Data pull. I used Python 2.7 for the data pull, and the urllib2, simplejson and re libraries proved particularly helpful, for opening URLs, decoding JSON objects and handling regular expressions respectively.
Data source. With Python I connected to the CrunchBase API, which has very good documentation and as of now, no API call limits. Keep in mind that with the recent release of the long awaited CrunchBase 2.0, the old API will be discontinued, as the team is building an entire graph database from scratch. Documentation on the new functionality should be published in the next months. Pulling the entire data set took me 3 days in CPU time with a single-threaded non-parallelized program, curious to hear suggestions on how to reduce this.
Data exploration. Before I do any analysis with data I like to discover its structure and areas where one could find value, and a database with easy queries is the best environment for that. Given the intuitive JSON format of CrunchBase data, CouchDB seemed the no-brainer choice.
Data wrangling. To prepare the raw data for research, I used the good old R 64-bit 2.15. Call me a creature of habit, but I have yet to find a more efficient tool to clean up data reliably and perform sanity checks.
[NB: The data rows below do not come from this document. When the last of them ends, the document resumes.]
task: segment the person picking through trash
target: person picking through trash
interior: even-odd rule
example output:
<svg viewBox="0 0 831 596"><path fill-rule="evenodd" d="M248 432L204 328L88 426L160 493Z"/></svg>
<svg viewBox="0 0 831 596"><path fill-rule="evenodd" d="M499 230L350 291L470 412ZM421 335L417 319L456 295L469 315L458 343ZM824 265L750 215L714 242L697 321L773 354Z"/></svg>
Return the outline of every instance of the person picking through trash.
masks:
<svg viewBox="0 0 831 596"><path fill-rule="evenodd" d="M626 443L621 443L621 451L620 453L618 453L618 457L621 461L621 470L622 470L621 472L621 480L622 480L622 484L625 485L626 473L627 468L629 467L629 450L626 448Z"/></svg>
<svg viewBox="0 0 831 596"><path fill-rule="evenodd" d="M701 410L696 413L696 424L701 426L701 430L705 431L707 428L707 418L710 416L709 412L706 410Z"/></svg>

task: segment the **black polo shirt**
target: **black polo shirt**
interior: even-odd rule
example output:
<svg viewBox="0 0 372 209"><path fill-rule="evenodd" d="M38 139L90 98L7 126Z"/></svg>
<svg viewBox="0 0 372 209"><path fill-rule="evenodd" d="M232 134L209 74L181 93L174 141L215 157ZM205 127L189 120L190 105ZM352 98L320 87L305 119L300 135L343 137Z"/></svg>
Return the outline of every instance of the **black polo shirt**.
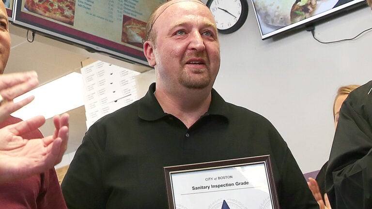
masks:
<svg viewBox="0 0 372 209"><path fill-rule="evenodd" d="M318 208L286 143L265 118L212 90L207 112L187 129L164 112L155 88L89 129L62 183L69 208L168 208L164 166L266 154L281 208Z"/></svg>

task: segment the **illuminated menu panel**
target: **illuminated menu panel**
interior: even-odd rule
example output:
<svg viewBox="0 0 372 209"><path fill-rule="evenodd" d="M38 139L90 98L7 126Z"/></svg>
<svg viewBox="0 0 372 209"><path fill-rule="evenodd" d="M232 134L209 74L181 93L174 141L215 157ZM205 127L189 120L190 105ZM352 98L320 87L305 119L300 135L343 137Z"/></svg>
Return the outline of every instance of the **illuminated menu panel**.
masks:
<svg viewBox="0 0 372 209"><path fill-rule="evenodd" d="M19 0L14 23L119 58L147 64L142 39L165 0Z"/></svg>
When running under UNIX it is also surprisingly fast with large data sets, despite being a high-level functional language. There are signs that the 20-year old status quo might soon change, Trifacta for example is working on an innovative UX-friendly solution to prepare data for analysis.
Data insights. For basic charting I used Excel and for more complex but seamless drag-and-drop charting I used Tableau 64-bit 8.1. Very powerful for rich visualizations, provided the data is cleaned thoroughly beforehand. If you’re a student or academic, you should take advantage of their 1-year free-trial.